Acht bis zehn Videos könne sie per WeTransfer, WhatsApp oder EMail schon noch brauchen, gesteht Irene Egger. Anders gesagt: Ein paar Fenster sind noch frei. Da die Beiträge des klingenden Adventkalenders archiviert werden, bleiben sie als Einblick in das adventliche und weihnachtliche Musizieren des Jahres 2020 erhalten.
Die Vorarlberger Pianistin Hanna Bachmann bietet über ihre Website einen speziellen Adventkalender: Ab 1. Dezember stellt sie 24 Komponisten
und Komponistinnen von Barock bis Gegenwart mit je einem Klavierstück in zwei- bis fünfminütigen Videos vor. „Mit meinem musikalischen Adventkalender möchte ich Musikfans, die zurzeit live keine Konzerte genießen können, eine kleine Freude bereiten“, teilt Hanna Bachmann mit.

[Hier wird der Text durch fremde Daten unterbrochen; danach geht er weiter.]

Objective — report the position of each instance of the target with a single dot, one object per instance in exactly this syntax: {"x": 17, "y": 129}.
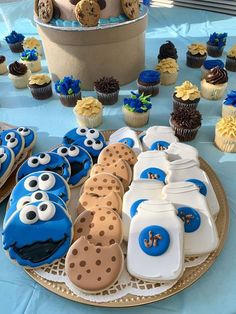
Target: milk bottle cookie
{"x": 155, "y": 245}
{"x": 200, "y": 236}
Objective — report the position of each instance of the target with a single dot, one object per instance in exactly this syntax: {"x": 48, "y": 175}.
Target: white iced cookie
{"x": 127, "y": 136}
{"x": 182, "y": 151}
{"x": 188, "y": 170}
{"x": 151, "y": 165}
{"x": 155, "y": 246}
{"x": 200, "y": 236}
{"x": 159, "y": 138}
{"x": 139, "y": 191}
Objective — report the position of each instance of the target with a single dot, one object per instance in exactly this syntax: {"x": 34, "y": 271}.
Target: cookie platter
{"x": 192, "y": 272}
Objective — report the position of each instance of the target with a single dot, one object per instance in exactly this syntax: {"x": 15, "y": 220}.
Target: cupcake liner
{"x": 107, "y": 98}
{"x": 41, "y": 92}
{"x": 151, "y": 90}
{"x": 70, "y": 100}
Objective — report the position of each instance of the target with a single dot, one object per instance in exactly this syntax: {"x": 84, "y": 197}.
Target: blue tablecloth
{"x": 215, "y": 291}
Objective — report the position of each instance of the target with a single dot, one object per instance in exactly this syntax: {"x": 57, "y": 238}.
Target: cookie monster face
{"x": 80, "y": 162}
{"x": 38, "y": 234}
{"x": 45, "y": 162}
{"x": 46, "y": 181}
{"x": 13, "y": 140}
{"x": 29, "y": 136}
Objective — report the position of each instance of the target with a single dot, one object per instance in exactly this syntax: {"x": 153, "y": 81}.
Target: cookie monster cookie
{"x": 80, "y": 162}
{"x": 93, "y": 268}
{"x": 45, "y": 162}
{"x": 38, "y": 234}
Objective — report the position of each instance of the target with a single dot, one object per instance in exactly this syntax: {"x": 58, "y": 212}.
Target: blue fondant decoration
{"x": 190, "y": 217}
{"x": 153, "y": 173}
{"x": 154, "y": 240}
{"x": 38, "y": 234}
{"x": 202, "y": 187}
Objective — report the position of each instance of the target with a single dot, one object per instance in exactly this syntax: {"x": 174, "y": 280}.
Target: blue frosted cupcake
{"x": 15, "y": 41}
{"x": 148, "y": 83}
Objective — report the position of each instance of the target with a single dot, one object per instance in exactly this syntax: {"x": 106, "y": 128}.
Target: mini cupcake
{"x": 15, "y": 41}
{"x": 230, "y": 64}
{"x": 168, "y": 69}
{"x": 148, "y": 83}
{"x": 186, "y": 123}
{"x": 19, "y": 74}
{"x": 3, "y": 66}
{"x": 186, "y": 95}
{"x": 229, "y": 105}
{"x": 225, "y": 134}
{"x": 196, "y": 55}
{"x": 31, "y": 43}
{"x": 107, "y": 89}
{"x": 88, "y": 112}
{"x": 32, "y": 59}
{"x": 210, "y": 64}
{"x": 40, "y": 86}
{"x": 167, "y": 50}
{"x": 216, "y": 44}
{"x": 214, "y": 85}
{"x": 69, "y": 91}
{"x": 136, "y": 110}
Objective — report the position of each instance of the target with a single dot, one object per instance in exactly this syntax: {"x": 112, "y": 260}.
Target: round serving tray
{"x": 190, "y": 275}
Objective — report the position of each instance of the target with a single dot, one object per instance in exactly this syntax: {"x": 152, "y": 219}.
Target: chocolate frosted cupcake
{"x": 196, "y": 55}
{"x": 167, "y": 50}
{"x": 185, "y": 122}
{"x": 107, "y": 89}
{"x": 19, "y": 74}
{"x": 214, "y": 85}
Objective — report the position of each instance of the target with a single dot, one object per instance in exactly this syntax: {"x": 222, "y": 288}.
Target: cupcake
{"x": 230, "y": 64}
{"x": 185, "y": 122}
{"x": 168, "y": 69}
{"x": 186, "y": 95}
{"x": 196, "y": 55}
{"x": 15, "y": 41}
{"x": 136, "y": 110}
{"x": 216, "y": 44}
{"x": 167, "y": 50}
{"x": 40, "y": 86}
{"x": 148, "y": 83}
{"x": 210, "y": 64}
{"x": 88, "y": 112}
{"x": 107, "y": 89}
{"x": 68, "y": 90}
{"x": 225, "y": 134}
{"x": 19, "y": 74}
{"x": 3, "y": 66}
{"x": 229, "y": 105}
{"x": 31, "y": 43}
{"x": 214, "y": 85}
{"x": 32, "y": 59}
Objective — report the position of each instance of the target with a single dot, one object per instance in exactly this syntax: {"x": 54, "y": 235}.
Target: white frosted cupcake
{"x": 88, "y": 112}
{"x": 168, "y": 69}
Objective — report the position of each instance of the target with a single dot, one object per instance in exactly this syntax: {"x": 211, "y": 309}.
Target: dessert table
{"x": 215, "y": 291}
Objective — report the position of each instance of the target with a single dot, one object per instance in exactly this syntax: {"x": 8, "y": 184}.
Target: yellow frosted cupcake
{"x": 88, "y": 112}
{"x": 168, "y": 69}
{"x": 225, "y": 134}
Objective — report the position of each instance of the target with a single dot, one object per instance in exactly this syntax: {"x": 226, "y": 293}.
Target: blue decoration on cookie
{"x": 154, "y": 174}
{"x": 45, "y": 162}
{"x": 202, "y": 187}
{"x": 190, "y": 217}
{"x": 80, "y": 162}
{"x": 134, "y": 207}
{"x": 154, "y": 240}
{"x": 38, "y": 234}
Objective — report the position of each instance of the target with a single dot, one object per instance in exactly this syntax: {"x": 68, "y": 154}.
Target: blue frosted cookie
{"x": 45, "y": 162}
{"x": 38, "y": 234}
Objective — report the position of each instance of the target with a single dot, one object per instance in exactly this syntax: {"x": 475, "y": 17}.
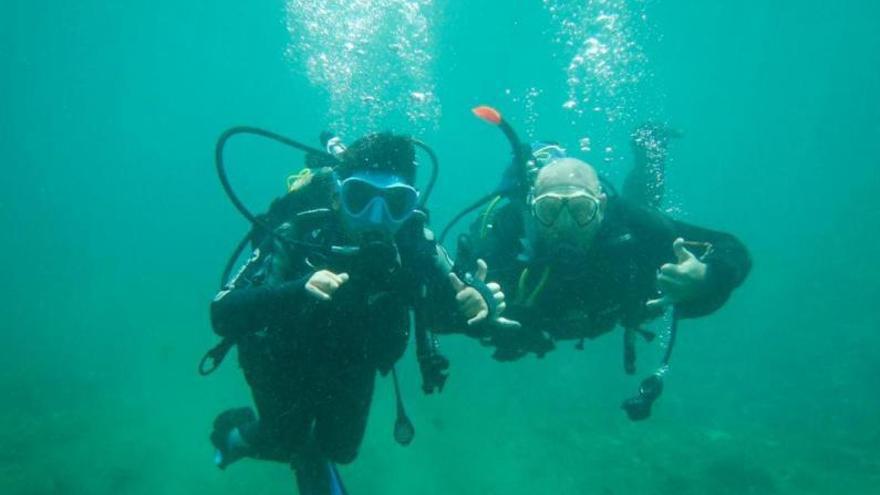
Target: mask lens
{"x": 357, "y": 194}
{"x": 547, "y": 209}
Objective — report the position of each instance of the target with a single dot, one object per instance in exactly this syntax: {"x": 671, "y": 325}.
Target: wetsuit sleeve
{"x": 727, "y": 265}
{"x": 248, "y": 303}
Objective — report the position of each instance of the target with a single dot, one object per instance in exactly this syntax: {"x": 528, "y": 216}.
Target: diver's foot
{"x": 227, "y": 438}
{"x": 318, "y": 477}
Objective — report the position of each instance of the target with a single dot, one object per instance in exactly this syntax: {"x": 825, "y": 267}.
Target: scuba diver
{"x": 577, "y": 260}
{"x": 324, "y": 303}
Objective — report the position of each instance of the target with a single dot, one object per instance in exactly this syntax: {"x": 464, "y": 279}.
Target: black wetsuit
{"x": 584, "y": 295}
{"x": 311, "y": 365}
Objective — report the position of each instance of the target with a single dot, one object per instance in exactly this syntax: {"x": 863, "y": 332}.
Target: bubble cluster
{"x": 373, "y": 58}
{"x": 605, "y": 61}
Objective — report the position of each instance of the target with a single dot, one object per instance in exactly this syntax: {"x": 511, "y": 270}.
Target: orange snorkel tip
{"x": 488, "y": 114}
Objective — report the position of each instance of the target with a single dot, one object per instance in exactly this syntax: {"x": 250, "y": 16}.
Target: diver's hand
{"x": 323, "y": 283}
{"x": 472, "y": 304}
{"x": 682, "y": 281}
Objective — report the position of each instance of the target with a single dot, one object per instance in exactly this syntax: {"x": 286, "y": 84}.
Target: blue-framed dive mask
{"x": 376, "y": 202}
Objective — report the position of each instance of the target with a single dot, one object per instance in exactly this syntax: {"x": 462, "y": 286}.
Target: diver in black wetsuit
{"x": 576, "y": 262}
{"x": 324, "y": 304}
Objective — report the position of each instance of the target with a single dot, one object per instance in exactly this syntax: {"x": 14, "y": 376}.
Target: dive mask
{"x": 582, "y": 206}
{"x": 377, "y": 202}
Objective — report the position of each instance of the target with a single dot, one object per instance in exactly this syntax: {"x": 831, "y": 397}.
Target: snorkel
{"x": 515, "y": 181}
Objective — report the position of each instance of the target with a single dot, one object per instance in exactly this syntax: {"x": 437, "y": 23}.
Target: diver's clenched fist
{"x": 472, "y": 304}
{"x": 322, "y": 284}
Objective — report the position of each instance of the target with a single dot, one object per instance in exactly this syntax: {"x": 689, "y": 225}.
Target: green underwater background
{"x": 115, "y": 231}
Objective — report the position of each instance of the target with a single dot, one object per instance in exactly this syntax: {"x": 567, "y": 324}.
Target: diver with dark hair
{"x": 577, "y": 260}
{"x": 324, "y": 303}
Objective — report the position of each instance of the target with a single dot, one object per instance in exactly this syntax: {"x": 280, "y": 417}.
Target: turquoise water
{"x": 116, "y": 230}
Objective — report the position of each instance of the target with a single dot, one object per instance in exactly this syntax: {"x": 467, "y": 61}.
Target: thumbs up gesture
{"x": 681, "y": 281}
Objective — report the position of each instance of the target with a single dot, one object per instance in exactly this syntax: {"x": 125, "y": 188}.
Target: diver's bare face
{"x": 567, "y": 206}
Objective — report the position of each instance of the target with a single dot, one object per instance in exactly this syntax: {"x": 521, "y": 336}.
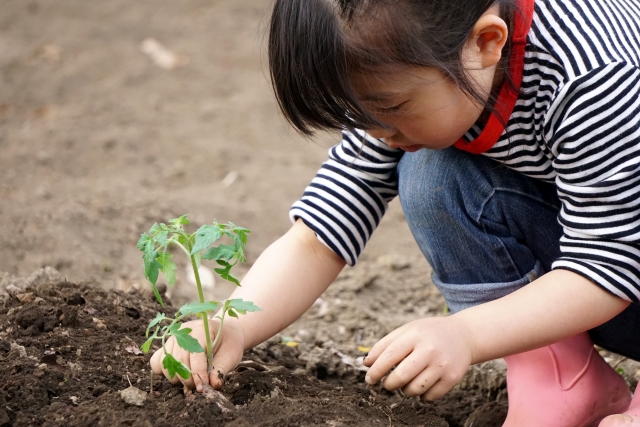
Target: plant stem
{"x": 205, "y": 318}
{"x": 215, "y": 341}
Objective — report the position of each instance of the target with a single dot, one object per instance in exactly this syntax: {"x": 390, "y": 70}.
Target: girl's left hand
{"x": 431, "y": 355}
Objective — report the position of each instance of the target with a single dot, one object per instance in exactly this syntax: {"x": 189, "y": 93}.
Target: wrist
{"x": 465, "y": 334}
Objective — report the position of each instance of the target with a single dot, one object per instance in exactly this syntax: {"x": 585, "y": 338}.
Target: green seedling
{"x": 197, "y": 246}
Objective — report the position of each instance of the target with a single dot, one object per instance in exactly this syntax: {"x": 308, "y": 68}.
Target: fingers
{"x": 412, "y": 368}
{"x": 437, "y": 390}
{"x": 392, "y": 355}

Da auch Musiker wie sie seit Monaten keine Konzerte geben, also ohne Einkommen sind, ist für die Minikonzerte Eintritt zu bezahlen: 37 Euro für eine E-Mail-Adresse, 70 Euro für zwei und 100 Euro für drei Adressen. Denn dieser Adventkalender lässt sich auch verschenken.
Keine Einnahmen will der Lungauer Bariton Rafael Fingerlos mit dem klingenden Adventkalender auf seiner Homepage generieren, sondern Freunden und Fans musikalische Botschaften übermitteln. „Ich liebe Adventkalender“, sagt Fingerlos. „Seit der Kindheit fasziniert es mich, jeden Tag ein Geschenk zu bekommen.“Er öffnet jeden zweiten Tag ein Türchen aus seiner persönlichen Schatzkiste und postet alternierend Aufnahmen von Künstlern, die ihm imponieren und ihn inspirieren. Für den Adventkalender habe er eine Reihe unveröffentlichter Aufnahmen gesammelt. „Das erste Türchen wird eine Aufnahme der Familienmusik Fingerlos sein, ein Walzer für meine Nichte Lea“, verrät Rafael Fingerlos den SN. Er selbst ist auf der „Diatonischen“zu erleben. Stück für Stück wird der Weg zur klassischen Laufbahn nachgezeichnet, die den Lungauer an Opernhäuser in aller Welt führt.
Auch das Wiener Konzerthaus bietet im Advent auf Facebook und Instagram täglich „kleine, aber feine musikalische Kostbarkeiten“, wie es am Freitagnachmittag mitteilte. Künstler vieler Genres – wie Nikolaus Habjan, das Simply Quartet, Niki Tunkovic & Lukas Watzl, Felix Kramer und die Wiener Singakademie – bereiten Überraschungen vor.